2. Market Crash: A sharp and rapid drop in value of financial markets, usually caused by economic instability, bursting of speculative bubbles, or systemic failures, leading to substantial losses for investors.
3. Great Depression (1929 Crash): The worst global economic slump in modern times, starting with the 1929 crash of the U.S. stock market. It resulted in mass unemployment, poverty, and financial destruction.
4. Diversification: An investing strategy where you diversify your portfolio across different asset class (stocks, bonds, gold, crypto) to lowest risk and safeguard your wealth against market volatility.
5. Fiat currency: Money issued by the government that is not based on anything physical like gold. Its value comes from public trust and government regulation, meaning it is always subject to inflation and devaluation.

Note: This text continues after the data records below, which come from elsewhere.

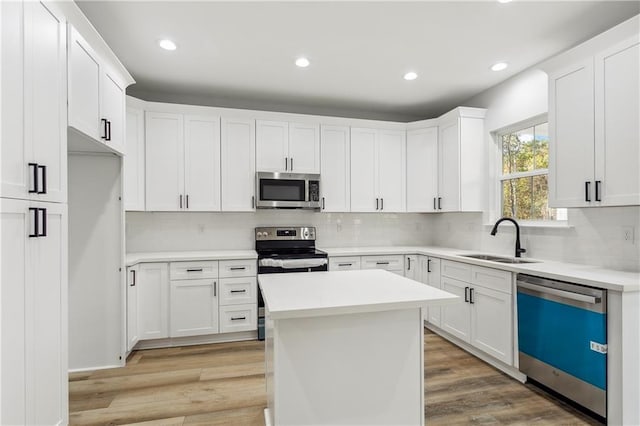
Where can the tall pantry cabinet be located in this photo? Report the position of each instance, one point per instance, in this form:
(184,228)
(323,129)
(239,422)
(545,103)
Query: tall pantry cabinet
(33,215)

6. Bitcoin (BTC): A type—decentralized—of digital money that allows the currency to work without a central authority This is how bitcoin is often seen as a hedge against inflation and the depreciation of fiat currencies, with a limited supply of 21 million bitcoins.
7. Wealth Preservation: It is focused on strategies and practices centered around protectionism—preserving and protecting wealth that already exists from risks such as inflation, economic downturn, and currency devaluation, mostly through investment into stable assets.
8. Economic Collapse: A state of the economy in which use of resources is misallocated or inefficiently used.